You're so welcome, JoDee! I'm so glad it was useful. And yes, we have so many emotions around caring for our aging parents. I wrote this having lost both of my parents, and it provoked emotions in me as I wish I had known then some of what I know now.
Thank you for your heart and focus on this very relevant topic! And thank you for recording the audio, that makes it very accessible when it’s sometimes hard to slow down to read.
You’re so welcome, Diana! Glad you liked the recording. I know what you mean about it being hard to slow down to read sometimes!
Certainly helps with multitasking! Thank you!
Well written and very informative. As an older adult myself I can appreciate each of these challenges!
I’m glad it was helpful, George! I’ve seen all of these in myself or others.

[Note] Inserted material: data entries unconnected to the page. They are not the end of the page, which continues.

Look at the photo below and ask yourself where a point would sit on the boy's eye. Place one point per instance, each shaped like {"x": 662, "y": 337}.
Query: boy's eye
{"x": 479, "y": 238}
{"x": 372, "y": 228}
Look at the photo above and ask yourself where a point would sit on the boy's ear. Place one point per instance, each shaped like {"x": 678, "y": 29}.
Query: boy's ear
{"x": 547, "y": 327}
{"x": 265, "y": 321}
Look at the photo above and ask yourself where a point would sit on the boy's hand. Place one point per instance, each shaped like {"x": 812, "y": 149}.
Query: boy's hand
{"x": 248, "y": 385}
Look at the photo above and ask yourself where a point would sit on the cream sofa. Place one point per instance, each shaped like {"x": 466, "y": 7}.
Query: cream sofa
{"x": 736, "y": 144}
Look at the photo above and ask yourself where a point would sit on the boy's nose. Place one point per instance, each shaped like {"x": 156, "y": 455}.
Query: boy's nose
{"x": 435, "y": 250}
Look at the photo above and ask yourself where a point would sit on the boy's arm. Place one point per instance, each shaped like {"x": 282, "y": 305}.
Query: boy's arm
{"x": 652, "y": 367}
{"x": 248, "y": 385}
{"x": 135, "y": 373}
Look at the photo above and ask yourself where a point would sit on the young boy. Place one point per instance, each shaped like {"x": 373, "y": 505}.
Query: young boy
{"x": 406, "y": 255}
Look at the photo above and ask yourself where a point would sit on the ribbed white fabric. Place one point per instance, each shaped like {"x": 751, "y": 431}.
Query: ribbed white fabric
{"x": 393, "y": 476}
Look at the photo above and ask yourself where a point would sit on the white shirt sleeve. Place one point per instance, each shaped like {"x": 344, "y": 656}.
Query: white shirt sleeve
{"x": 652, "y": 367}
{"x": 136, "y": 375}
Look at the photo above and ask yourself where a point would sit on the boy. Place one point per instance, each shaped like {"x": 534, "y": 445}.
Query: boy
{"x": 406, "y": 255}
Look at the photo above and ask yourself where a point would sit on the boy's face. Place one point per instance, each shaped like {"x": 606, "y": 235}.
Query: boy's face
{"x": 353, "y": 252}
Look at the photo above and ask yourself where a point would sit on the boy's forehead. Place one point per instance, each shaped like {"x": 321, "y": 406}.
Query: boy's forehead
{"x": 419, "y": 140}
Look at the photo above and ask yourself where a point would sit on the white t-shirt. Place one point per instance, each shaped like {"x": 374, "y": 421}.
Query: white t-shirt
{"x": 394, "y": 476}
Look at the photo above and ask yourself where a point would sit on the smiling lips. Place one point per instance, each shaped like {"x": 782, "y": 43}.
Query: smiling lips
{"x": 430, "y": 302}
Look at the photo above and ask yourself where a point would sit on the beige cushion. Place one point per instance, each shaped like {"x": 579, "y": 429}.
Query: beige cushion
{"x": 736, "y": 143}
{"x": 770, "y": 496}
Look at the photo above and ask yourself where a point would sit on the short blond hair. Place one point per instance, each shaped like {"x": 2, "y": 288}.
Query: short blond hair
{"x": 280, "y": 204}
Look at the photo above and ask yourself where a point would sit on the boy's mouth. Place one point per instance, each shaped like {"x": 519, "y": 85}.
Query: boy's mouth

My mother will be 93-years-young next month! I, myself, turn 71 next month. I heard someone say that you really never grow up, until your parents die; as an only-child, this is very true for me, as I still feel, inside (not in the mirror, lol), that I am still at least in my twenties! My father died 7 years ago, this month, leaving all of my mother's responsibilities to me and my husband; his mother is also a widow, but she has two other son's who share in her responsibilities and care in another state. My father spoiled my mother in doing absolutely everything for them/her, including paying bills by check, (she hates technology of any kind), filling the car with gasoline, etc., things most people her age do for themselves. She is also very regimented, OCD, not in the least spontaneous, totally the opposite of me and my husband. Life can be very taxing, to say the least. Add onto the above is that her entire interest in life is going to a casino every single day, (yes, we live in Las Vegas), unless I have a pressing engagement with my church covenant community and she feels like she might attend instead of stay home alone, until I can take her out. So, I have pretty much just filled my father's very big shoes to keep her life as stable without him as possible, and not upset her apple-cart too much. She is losing her hearing of late, but is also becoming agitated at any suggestions of bettering her lifestyle, especially in relation to her non-relationship with Adonai, (she is a Catholic, in name only.)

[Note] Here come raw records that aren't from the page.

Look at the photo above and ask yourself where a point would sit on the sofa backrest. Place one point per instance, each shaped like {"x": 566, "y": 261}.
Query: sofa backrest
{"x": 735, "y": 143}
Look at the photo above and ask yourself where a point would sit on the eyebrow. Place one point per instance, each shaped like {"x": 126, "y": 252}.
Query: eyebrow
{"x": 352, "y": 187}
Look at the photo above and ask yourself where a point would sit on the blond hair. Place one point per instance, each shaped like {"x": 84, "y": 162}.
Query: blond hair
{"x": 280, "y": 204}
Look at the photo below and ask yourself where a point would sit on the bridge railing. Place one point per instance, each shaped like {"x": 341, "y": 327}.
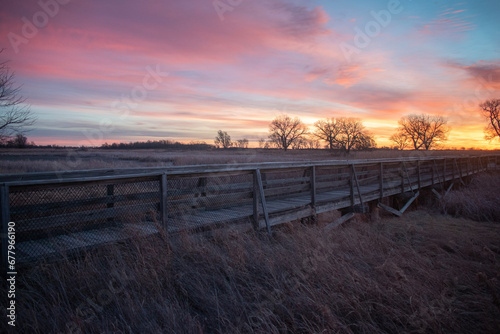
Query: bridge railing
{"x": 96, "y": 205}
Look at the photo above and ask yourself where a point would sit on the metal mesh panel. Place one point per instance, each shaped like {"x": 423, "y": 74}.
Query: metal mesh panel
{"x": 203, "y": 201}
{"x": 52, "y": 218}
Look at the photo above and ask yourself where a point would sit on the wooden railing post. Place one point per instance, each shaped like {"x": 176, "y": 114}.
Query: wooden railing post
{"x": 313, "y": 186}
{"x": 419, "y": 177}
{"x": 4, "y": 220}
{"x": 163, "y": 203}
{"x": 351, "y": 186}
{"x": 255, "y": 200}
{"x": 444, "y": 171}
{"x": 110, "y": 192}
{"x": 263, "y": 201}
{"x": 381, "y": 180}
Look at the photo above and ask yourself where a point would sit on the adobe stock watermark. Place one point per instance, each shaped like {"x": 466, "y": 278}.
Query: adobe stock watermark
{"x": 123, "y": 107}
{"x": 223, "y": 6}
{"x": 363, "y": 37}
{"x": 40, "y": 19}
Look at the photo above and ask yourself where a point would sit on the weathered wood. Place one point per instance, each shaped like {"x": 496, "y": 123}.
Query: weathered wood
{"x": 448, "y": 190}
{"x": 263, "y": 200}
{"x": 163, "y": 201}
{"x": 419, "y": 175}
{"x": 438, "y": 195}
{"x": 313, "y": 186}
{"x": 381, "y": 180}
{"x": 411, "y": 200}
{"x": 339, "y": 221}
{"x": 255, "y": 200}
{"x": 110, "y": 192}
{"x": 4, "y": 221}
{"x": 357, "y": 185}
{"x": 391, "y": 210}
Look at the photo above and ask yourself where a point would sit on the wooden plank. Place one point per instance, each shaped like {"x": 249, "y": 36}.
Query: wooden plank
{"x": 407, "y": 205}
{"x": 357, "y": 185}
{"x": 4, "y": 221}
{"x": 436, "y": 193}
{"x": 313, "y": 186}
{"x": 263, "y": 201}
{"x": 389, "y": 209}
{"x": 163, "y": 201}
{"x": 339, "y": 221}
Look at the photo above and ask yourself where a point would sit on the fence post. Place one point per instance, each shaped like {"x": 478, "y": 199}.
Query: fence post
{"x": 444, "y": 171}
{"x": 401, "y": 170}
{"x": 419, "y": 177}
{"x": 110, "y": 192}
{"x": 381, "y": 180}
{"x": 4, "y": 220}
{"x": 163, "y": 203}
{"x": 313, "y": 186}
{"x": 255, "y": 200}
{"x": 263, "y": 200}
{"x": 351, "y": 183}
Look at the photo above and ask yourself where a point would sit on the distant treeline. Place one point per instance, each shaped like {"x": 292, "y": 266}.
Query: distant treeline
{"x": 152, "y": 144}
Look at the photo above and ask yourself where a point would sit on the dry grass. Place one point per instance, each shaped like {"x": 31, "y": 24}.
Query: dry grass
{"x": 479, "y": 201}
{"x": 421, "y": 273}
{"x": 40, "y": 160}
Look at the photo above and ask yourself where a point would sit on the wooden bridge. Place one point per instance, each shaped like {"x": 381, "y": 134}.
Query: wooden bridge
{"x": 61, "y": 212}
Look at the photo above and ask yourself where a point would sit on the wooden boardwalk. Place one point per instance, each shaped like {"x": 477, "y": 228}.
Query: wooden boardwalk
{"x": 63, "y": 213}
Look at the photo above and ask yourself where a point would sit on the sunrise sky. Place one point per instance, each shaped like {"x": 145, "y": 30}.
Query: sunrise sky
{"x": 99, "y": 71}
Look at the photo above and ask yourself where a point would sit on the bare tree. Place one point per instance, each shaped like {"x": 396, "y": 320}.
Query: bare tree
{"x": 284, "y": 131}
{"x": 223, "y": 139}
{"x": 18, "y": 141}
{"x": 400, "y": 139}
{"x": 491, "y": 111}
{"x": 15, "y": 115}
{"x": 423, "y": 131}
{"x": 242, "y": 143}
{"x": 328, "y": 130}
{"x": 344, "y": 133}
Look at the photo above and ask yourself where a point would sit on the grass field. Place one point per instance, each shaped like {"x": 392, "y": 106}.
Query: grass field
{"x": 38, "y": 160}
{"x": 434, "y": 270}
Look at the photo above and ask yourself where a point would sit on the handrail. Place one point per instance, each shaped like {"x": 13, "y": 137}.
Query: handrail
{"x": 57, "y": 177}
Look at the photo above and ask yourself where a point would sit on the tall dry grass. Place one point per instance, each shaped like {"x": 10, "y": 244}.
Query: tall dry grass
{"x": 479, "y": 201}
{"x": 424, "y": 273}
{"x": 41, "y": 160}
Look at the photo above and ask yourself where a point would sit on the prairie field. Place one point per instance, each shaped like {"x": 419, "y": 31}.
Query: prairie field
{"x": 40, "y": 160}
{"x": 436, "y": 269}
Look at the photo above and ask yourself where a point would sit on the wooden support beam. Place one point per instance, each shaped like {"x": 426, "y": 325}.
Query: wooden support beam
{"x": 419, "y": 176}
{"x": 313, "y": 186}
{"x": 263, "y": 200}
{"x": 255, "y": 201}
{"x": 339, "y": 221}
{"x": 389, "y": 209}
{"x": 110, "y": 192}
{"x": 4, "y": 220}
{"x": 407, "y": 205}
{"x": 448, "y": 190}
{"x": 436, "y": 193}
{"x": 163, "y": 201}
{"x": 381, "y": 180}
{"x": 357, "y": 186}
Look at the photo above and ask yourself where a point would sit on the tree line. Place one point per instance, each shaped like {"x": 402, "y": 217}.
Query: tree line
{"x": 341, "y": 133}
{"x": 346, "y": 134}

While I can relate to your article on the surface, the helpful suggestions would appear to reflect the care of a believer. I rest on His promise that "Faith comes by hearing, and hearing by the Word of God." Thank you for the suggestions. May He give her ears to hear. (Sorry for the long-story!)

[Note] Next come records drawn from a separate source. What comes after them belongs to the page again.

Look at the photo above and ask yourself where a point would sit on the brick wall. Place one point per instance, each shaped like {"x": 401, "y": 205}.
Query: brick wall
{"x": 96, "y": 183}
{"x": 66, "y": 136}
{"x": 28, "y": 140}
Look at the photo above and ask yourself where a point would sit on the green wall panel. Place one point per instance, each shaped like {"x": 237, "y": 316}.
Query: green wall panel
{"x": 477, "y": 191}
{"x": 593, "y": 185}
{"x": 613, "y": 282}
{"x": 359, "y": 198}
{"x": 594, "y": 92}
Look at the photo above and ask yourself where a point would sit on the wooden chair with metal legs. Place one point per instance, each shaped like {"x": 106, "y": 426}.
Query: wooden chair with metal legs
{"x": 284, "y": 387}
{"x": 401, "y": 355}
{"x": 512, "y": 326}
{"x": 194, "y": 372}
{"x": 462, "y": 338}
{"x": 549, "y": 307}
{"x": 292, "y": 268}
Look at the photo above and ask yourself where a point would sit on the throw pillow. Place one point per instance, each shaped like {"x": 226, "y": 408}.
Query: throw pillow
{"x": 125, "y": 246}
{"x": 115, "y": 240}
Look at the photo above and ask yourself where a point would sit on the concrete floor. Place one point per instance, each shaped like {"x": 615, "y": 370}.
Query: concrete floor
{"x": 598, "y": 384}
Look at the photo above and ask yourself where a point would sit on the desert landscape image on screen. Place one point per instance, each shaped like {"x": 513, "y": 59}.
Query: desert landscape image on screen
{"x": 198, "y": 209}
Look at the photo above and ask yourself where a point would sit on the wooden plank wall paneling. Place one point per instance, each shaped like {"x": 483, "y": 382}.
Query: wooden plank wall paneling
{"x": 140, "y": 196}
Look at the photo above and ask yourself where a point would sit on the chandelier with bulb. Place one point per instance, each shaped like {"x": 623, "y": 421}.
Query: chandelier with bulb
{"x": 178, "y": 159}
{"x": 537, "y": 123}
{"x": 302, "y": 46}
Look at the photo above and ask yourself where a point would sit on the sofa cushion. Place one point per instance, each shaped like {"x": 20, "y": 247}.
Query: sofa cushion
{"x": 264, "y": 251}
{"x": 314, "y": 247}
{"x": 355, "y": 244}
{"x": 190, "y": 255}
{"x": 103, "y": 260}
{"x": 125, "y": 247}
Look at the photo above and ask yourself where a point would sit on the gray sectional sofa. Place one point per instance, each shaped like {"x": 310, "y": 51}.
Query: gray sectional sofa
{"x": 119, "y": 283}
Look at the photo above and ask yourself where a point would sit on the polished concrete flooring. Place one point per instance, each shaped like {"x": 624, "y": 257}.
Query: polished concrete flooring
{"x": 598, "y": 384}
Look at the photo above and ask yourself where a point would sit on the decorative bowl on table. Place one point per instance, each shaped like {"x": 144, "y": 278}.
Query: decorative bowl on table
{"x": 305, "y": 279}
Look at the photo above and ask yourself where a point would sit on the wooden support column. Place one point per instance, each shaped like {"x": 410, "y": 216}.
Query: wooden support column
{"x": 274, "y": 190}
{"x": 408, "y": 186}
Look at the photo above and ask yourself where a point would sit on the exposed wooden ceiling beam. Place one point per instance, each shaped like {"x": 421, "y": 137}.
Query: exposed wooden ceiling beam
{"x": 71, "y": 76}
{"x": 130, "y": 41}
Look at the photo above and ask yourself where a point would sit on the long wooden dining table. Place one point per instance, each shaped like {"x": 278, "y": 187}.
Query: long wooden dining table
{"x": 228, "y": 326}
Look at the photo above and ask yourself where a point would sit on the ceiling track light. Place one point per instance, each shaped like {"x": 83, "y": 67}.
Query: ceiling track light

Much love to you in Him Who binds us!
Lynn
Oh, Lynn, you, like many others have been "gifted" with such a hard caregiving task. It is hard to care for an unbelieving (or "barely" believing) parent, especially when they will not hear our hope, which is in Christ alone. The authors who did the research this article is based on often recommended some sort of life story work to help their clients. (And these authors are not Christians.) I wonder if you might try doing some structured reminiscence or story work with your mom. Or, if there is a group locally that does something like reminiscence or guided autobiography work, that might benefit her. As humans, God made us story-creatures, and I think very few humans can resist another person's willingness to listen to and to be curious about their stories. Just a thought.
My husband's parents are showing more signs of aging than mine. We were just talking about when to pull the car keys from his dad. So hard. Thanks for the reminder of the ministry of caring for aging parents!
That’s such a hard discussion, Serena. It is indeed a ministry, one that I believe God used to shape us as we age.
Wow! This post evoked so many emotions as well as provided essential information I need as I support my aging parents through their “elderhood years.” Thank you!
You're so welcome, JoDee! I'm so glad it was useful. And yes, we have so many emotions around caring for our aging parents. I wrote this having lost both of my parents, and it provoked emotions in me as I wish I had known then some of what I know now.